La route du choc culturel

Félix-Antoine Huard
Monsieur et Madame Tout-le-monde
3 min readApr 26, 2016

Mon choc culturel sénégalais, je le vis un peu chaque jour. Or, il n’a rien à voir avec la langue ou les poissons entiers qui se retrouvent dans mon assiette. Je ne le vis absolument pas à la maison, bien que je doive parfois chasser les poulets de ma chambre ou les sortir de la salle de bain. Mon choc culturel ne se pointe pas non plus sous l’eau froide de la douche ou au gré des appels à la prière. Non.

Je le vis plutôt sur le chemin vers le boulot, soit lorsque j’emprunte à pied la fameuse route nationale du Sénégal. Disons qu’à elle seule, elle est assez puissante pour déstabiliser n’importe quel occidental !

Loin de la Sainte-Catherine !

Cette fameuse route nationale relie Thiès à plusieurs autres villes importantes du pays, dont Dakar et Saint-Louis. Elle est pavée, large et bien entretenue. Des milliers de gens l’empruntent donc chaque jour. Lors des weekends, elle devient un véritable enfer !

Et moi, eh bien je dois la suivre pour me rendre au travail. Et c’est pas de tout repos.

Un cocktail d’éléments

Le matin, je m’en sors plutôt bien. Il ne fait pas encore très chaud et les Thiessois sont relativement calmes. La ville se réveille tranquillement.

C’est plutôt au retour, vers 17h30, que ça explose.

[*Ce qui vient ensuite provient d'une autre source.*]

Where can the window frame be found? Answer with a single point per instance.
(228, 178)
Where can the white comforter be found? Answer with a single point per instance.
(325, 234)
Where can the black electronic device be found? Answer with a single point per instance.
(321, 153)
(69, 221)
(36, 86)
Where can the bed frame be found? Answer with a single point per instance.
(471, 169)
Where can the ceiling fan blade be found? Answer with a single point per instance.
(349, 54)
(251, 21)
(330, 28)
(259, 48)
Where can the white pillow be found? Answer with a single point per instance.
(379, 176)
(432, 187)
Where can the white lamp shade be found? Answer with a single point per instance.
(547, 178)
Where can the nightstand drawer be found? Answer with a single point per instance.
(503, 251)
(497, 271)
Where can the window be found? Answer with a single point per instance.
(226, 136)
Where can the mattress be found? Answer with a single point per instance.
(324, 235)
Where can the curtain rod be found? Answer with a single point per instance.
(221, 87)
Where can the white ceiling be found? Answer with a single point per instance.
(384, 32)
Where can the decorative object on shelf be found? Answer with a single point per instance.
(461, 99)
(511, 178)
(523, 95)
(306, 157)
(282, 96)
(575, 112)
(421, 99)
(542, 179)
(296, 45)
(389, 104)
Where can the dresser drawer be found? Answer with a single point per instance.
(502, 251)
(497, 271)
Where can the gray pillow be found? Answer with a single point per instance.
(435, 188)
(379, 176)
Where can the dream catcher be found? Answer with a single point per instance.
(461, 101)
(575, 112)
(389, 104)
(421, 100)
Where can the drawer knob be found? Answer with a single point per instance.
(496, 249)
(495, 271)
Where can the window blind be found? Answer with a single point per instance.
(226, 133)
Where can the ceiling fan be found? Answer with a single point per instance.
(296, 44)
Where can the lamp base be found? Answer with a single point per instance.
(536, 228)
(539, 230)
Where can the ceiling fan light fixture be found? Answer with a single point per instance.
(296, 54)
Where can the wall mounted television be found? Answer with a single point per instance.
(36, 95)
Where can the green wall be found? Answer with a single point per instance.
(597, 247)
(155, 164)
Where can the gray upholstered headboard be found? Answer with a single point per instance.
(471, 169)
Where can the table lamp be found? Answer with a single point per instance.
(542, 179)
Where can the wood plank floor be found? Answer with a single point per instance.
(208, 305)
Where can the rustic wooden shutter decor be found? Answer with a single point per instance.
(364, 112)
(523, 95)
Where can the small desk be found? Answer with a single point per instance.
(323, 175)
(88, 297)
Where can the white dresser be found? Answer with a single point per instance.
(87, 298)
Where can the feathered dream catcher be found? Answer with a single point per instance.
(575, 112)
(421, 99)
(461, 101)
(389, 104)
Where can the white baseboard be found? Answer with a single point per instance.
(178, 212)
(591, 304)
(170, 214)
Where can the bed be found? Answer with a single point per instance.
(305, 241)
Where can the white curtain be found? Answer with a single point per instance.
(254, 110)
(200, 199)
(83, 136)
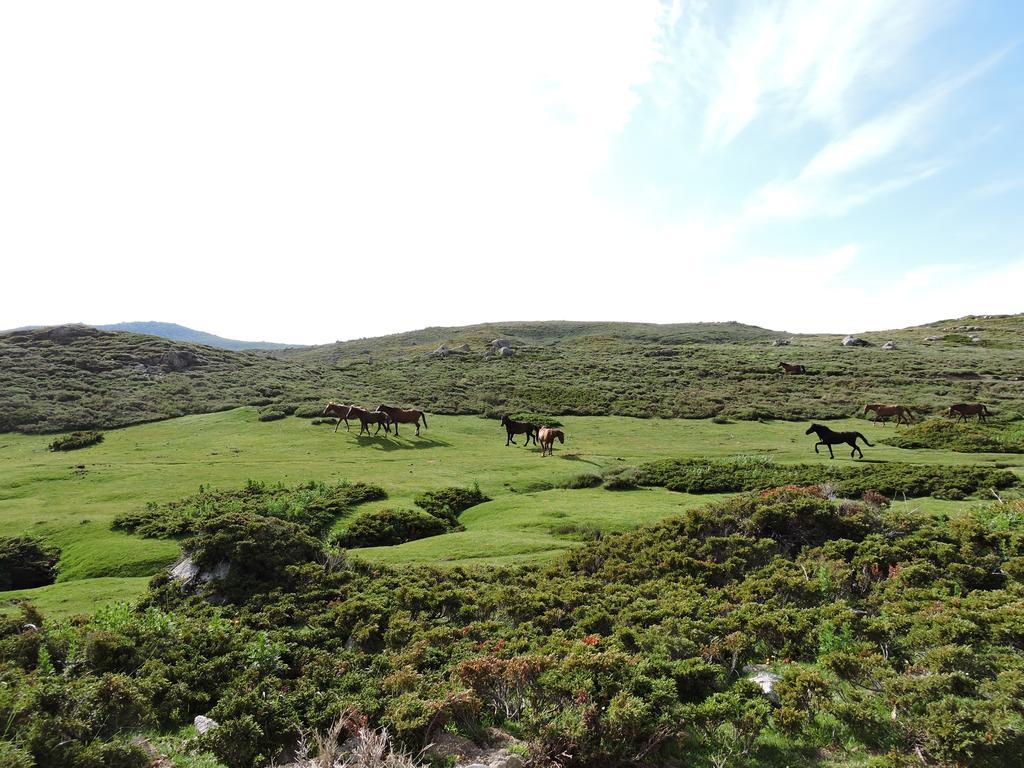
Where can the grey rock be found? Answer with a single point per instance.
(204, 724)
(853, 341)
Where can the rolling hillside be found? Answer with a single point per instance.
(74, 377)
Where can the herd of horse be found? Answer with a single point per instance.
(388, 416)
(545, 436)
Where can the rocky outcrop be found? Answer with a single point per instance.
(179, 359)
(853, 341)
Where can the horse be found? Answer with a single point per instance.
(371, 417)
(883, 412)
(342, 412)
(964, 410)
(547, 436)
(519, 427)
(828, 438)
(793, 368)
(403, 416)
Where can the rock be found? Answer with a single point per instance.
(764, 678)
(853, 341)
(179, 359)
(188, 572)
(204, 724)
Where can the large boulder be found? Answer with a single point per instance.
(853, 341)
(179, 359)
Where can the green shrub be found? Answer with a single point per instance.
(389, 526)
(77, 440)
(448, 504)
(891, 479)
(27, 563)
(584, 480)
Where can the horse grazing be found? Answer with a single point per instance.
(519, 427)
(828, 438)
(342, 412)
(547, 436)
(883, 412)
(403, 416)
(370, 417)
(788, 368)
(964, 410)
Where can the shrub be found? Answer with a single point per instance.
(389, 526)
(77, 440)
(448, 504)
(27, 563)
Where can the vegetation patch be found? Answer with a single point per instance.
(945, 434)
(448, 504)
(77, 440)
(312, 506)
(390, 526)
(27, 562)
(891, 479)
(641, 644)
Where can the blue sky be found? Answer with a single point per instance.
(334, 171)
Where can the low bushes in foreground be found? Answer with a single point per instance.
(892, 479)
(77, 440)
(895, 640)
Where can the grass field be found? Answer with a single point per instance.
(71, 499)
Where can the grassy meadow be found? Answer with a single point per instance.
(70, 499)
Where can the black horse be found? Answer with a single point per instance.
(828, 438)
(519, 427)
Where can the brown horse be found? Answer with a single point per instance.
(883, 412)
(964, 410)
(547, 437)
(339, 411)
(788, 368)
(370, 417)
(403, 416)
(519, 427)
(828, 437)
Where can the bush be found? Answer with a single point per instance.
(891, 479)
(389, 526)
(27, 563)
(448, 504)
(77, 440)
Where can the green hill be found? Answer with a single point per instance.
(72, 377)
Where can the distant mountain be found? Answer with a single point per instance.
(180, 333)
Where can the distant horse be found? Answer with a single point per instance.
(788, 368)
(519, 427)
(370, 417)
(547, 436)
(403, 416)
(341, 412)
(964, 410)
(828, 438)
(882, 413)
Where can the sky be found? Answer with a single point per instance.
(306, 172)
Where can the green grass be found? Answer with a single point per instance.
(70, 500)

J’ai alors ma journée dans le corps et je dois littéralement me battre contre la force des éléments.

Il y a d’abord le sable.

Le sable, il est partout. L’Harmattan, ce vent chaud et sec, le soulève du sol et le dépose systématiquement dans tous mes orifices. Mes yeux se mettent alors à piquer et mon nez se met à couler. À lui seul, le sable, il serait peut-être tolérable. Or, lorsqu’il s’allie avec les déchets, l’odeur des voitures et les moustiques, il devient une arme suprême. D’après moi, c’est ce cocktail qui a servi à forger l’anneau de Sauron. J’dis ça d’même.

Ensuite, il y a le bruit.

Le bruit, il est causé par les klaxons — qui défilent à une vitesse de 800 coups par minutes, les moteurs, les sabots des chevaux et la musique des motocyclettes. Parce que oui, les mobylettes de ce monde se mettent sur hautparleurs et divertissent la rue au complet.

Puis, il y a la proximité.

La proximité des voitures, des vendeurs, des chiens, des enfants, des joggeurs, des vélos, des autobus, des camions de transport, des mendiants… Si mon copain me voyait marcher sur cette route, j’vous jure, il me dirait de changer de chemin.

Finalement, il y a l’humain. L’Homme avec un grand H. Oui. J’ose.

Dans toute ça splendeur, il me lance des « bonjour ma chérie ! » ou des « donne-moi 500 francs » ou encore des « Hey, Toubab, tu vas où comme ça ?! ».

Parfois je souris et parfois j’évite le regard de tous ceux que je croise. J’ai aussi souvent une forte envie de leur balancer ma bouteille d’eau à la figure ou encore de passer inaperçue quelque temps et de renier ma peau blanche et terne.

Or, au final, je m’en sors toujours. Je reviens à la maison, je saute sous la douche froide et lorsque j’aperçois Alfred le poulet glisser dans une flaque d’eau, je souris et je me rappelle que l’Afrique peut nous déranger, mais elle peut aussi nous charmer.